Thalhah bin ‘Ubaidillah – Bagian Pertama

BAGIAN PERTAMA

“Barangsiapa ingin melihat seorang syahid berjalan di atas muka bumi, hendaklah dia melihat kepada Thalhah bin ‘Ubaidillah.” [Muhammad Rasulullah Shallallahu ‘Alaihi wa Sallam]

Selamat datang!

Selamat datang kepada seorang laki-laki yang mengorbankan hidupnya demi membela al-Habib Muhammad shallallahu ‘alaihi wa sallam dalam Perang Uhud…

Selamat datang kepada seorang syahid namun masih hidup, yang menjejakkan kakinya di muka bumi padahal dia mengetahui bahwa dia di Surga.

Selamat datang kepada seorang laki-laki di mana dia termasuk orang-orang yang dinyatakan oleh Nabi shallallahu ‘alaihi wa sallam telah menyelesaikan tugas mulianya.
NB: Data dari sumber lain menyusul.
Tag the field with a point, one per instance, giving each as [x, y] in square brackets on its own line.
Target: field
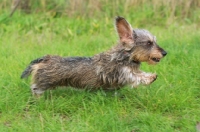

Selamat datang kepada seorang Sahabat yang mulia Thalhah bin ‘Ubaidillah al-Qurasyi at-Taimi Abu Muhammad, salah seorang Sahabat dari sepuluh orang Sahabat yang dijamin Surga, salah seorang dari delapan orang yang pertama kali masuk Islam, salah seorang dari lima Sahabat yang masuk Islam di tangan Abu Bakar, dan salah seorang Sahabat dari enam orang ahli syura yang ditunjuk oleh `Umar.[1]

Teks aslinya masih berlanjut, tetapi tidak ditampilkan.